Preoperative PSMA-PET/CT with no extraprostatic uptake before RP in patients with intermediate to high-grade PC is highly accurate for ruling out LN involvement, superior to the routinely used nomograms. Its use induced stage migration, rendering predictive nomograms irrelevant.
背景/目的:当前指南建议,根治性前列腺切除术(RP)期间盆腔淋巴结清扫(PLND)的指征应依赖于预测淋巴结受累情况的列线图。前列腺特异性膜抗原(PSMA)放射性配体的正电子发射断层扫描/计算机断层扫描(PET/CT)作为中/高危前列腺癌(PC)患者RP术前的常规诊断检查正逐渐被接受。在本研究中,我们探讨了术前PET/CT对列线图准确性的影响。
PET/CT-PSMA检查未发现前列腺外疾病的中/高危PC患者接受了RP及PLND,并术后随访至少6个月。术后前列腺特异性抗原水平可检测到(>0.1 ng/mL)的患者接受PET/CT-PSMA重新评估。
共有70例患者因中度(34例)或高危疾病(36例)接受了RP。
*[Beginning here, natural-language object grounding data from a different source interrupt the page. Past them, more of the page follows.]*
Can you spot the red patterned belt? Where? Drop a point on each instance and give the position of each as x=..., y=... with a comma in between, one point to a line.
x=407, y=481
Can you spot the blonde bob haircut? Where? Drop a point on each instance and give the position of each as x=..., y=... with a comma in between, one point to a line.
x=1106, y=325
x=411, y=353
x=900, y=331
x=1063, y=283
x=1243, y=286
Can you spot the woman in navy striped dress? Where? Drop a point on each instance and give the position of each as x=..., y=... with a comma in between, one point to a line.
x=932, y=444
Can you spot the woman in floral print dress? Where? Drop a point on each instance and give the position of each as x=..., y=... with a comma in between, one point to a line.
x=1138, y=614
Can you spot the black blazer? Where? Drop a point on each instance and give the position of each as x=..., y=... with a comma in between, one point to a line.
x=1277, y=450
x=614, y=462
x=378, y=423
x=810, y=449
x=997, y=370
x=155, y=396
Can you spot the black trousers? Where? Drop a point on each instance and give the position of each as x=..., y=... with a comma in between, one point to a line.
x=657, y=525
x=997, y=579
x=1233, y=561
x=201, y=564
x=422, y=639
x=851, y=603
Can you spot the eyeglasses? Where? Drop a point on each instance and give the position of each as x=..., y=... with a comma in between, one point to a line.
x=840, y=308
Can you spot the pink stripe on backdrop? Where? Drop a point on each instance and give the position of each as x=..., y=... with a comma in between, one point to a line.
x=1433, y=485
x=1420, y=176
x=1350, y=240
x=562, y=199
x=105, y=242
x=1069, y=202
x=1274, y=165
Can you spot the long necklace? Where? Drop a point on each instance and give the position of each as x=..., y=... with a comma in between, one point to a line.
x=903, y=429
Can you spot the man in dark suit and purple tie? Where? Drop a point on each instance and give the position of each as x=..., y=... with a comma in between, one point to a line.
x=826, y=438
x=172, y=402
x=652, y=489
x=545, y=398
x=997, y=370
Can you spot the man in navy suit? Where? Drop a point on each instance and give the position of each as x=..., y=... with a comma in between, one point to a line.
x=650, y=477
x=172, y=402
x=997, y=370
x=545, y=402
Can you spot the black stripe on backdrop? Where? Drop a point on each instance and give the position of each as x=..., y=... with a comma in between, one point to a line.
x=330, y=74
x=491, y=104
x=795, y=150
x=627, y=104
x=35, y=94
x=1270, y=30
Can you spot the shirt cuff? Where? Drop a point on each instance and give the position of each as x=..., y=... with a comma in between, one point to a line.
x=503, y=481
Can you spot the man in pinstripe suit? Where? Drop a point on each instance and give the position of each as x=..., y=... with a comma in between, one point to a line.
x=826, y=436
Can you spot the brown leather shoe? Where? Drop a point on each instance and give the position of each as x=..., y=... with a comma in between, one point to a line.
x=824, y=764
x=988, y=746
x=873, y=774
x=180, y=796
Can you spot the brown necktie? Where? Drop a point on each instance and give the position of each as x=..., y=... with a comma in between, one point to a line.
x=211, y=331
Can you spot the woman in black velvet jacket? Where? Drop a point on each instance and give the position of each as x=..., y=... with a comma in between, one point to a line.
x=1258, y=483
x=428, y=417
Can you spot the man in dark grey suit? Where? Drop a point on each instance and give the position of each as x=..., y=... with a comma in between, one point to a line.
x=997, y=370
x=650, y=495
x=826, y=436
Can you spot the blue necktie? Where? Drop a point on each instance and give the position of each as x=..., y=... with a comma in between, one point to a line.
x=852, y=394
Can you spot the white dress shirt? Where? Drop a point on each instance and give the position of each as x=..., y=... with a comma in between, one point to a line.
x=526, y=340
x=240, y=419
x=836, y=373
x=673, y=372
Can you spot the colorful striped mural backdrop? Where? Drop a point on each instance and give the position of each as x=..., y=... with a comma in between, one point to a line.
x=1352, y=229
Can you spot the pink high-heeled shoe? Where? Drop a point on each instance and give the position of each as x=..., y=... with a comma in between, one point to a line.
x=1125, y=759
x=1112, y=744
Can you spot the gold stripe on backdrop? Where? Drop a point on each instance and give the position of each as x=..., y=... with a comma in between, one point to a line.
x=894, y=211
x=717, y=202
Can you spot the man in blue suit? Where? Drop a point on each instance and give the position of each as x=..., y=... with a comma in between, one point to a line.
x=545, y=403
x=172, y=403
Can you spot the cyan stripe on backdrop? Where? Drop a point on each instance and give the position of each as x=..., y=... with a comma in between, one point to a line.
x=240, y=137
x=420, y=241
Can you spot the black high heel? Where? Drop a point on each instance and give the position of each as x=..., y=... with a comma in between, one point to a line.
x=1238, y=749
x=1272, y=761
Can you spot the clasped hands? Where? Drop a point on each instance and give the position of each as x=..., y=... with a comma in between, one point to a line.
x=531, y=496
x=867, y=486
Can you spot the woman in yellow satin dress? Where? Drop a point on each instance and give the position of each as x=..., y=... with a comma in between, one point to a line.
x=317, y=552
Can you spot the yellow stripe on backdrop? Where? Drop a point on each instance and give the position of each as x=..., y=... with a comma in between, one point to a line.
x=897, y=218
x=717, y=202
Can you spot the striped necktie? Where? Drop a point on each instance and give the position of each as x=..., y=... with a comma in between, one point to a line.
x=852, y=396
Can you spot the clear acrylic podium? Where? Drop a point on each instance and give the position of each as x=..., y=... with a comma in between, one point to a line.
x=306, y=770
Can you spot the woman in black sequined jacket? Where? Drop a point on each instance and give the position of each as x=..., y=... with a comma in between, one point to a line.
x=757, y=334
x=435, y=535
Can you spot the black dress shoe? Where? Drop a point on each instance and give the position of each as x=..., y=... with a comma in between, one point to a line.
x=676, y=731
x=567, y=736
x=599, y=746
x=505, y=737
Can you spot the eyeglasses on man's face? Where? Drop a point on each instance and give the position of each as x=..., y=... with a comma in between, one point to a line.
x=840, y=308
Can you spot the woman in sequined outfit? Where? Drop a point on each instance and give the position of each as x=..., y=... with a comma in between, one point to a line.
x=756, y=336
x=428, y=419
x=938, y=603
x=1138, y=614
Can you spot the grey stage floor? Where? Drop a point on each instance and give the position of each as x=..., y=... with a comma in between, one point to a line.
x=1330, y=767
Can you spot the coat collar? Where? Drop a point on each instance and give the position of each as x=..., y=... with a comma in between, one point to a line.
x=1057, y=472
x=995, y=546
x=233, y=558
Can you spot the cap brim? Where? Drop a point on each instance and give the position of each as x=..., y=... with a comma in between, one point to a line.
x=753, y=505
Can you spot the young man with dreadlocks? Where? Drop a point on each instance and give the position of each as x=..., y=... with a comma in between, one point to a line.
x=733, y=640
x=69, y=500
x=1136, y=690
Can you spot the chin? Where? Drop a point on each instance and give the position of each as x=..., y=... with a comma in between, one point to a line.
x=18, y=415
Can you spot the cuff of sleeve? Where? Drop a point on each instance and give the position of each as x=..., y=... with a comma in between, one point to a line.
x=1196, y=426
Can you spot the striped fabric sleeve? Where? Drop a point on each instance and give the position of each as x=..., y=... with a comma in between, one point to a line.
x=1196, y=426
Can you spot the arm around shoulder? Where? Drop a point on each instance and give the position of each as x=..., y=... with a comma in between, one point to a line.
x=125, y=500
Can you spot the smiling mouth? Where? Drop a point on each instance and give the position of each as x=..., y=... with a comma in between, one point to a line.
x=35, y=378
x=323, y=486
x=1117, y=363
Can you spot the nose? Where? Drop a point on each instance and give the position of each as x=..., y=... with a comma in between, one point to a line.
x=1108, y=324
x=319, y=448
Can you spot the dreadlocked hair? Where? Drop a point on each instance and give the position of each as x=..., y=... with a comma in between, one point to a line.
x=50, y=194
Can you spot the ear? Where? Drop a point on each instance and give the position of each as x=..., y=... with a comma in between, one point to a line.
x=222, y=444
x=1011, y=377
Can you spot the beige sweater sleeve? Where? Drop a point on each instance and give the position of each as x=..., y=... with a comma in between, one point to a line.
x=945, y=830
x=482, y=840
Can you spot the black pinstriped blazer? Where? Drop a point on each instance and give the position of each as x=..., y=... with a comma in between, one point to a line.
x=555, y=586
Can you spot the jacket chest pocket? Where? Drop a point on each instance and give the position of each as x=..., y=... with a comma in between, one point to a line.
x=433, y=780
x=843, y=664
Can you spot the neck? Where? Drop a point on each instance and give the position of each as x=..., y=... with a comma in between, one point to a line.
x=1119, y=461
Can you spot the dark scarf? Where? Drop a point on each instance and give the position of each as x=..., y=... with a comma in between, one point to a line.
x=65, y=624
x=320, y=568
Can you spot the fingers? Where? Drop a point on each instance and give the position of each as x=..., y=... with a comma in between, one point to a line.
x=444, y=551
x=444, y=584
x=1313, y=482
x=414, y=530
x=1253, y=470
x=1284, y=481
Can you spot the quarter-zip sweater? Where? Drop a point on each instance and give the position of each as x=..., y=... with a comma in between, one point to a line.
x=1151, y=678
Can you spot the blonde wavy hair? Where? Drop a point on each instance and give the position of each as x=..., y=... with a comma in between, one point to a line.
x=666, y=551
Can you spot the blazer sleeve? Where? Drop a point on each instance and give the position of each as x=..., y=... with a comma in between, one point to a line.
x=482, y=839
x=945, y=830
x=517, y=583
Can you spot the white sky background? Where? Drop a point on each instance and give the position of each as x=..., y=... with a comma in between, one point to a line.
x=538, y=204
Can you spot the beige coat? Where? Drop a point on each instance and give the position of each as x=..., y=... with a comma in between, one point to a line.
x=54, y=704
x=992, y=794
根据Partin、MSKCC和Briganti 2012列线图,预计分别有7、13和12例患者有阳性淋巴结。在PLND时,仅1例患者发现1个阳性淋巴结(与所有列线图预期患者数量相比,<0.05)。术后,10例患者出现可检测到的前列腺特异性抗原水平。1例患者表现出放射性配体摄取,提示可能有淋巴结受累。将这2例患者视为失败病例,PSMA-PET/CT对淋巴结受累的阴性预测值为97.1%。
中至高级别PC患者RP术前无前列腺外摄取的PSMA-PET/CT在排除淋巴结受累方面高度准确,优于常规使用的列线图。其应用导致分期迁移,使预测列线图变得无关紧要。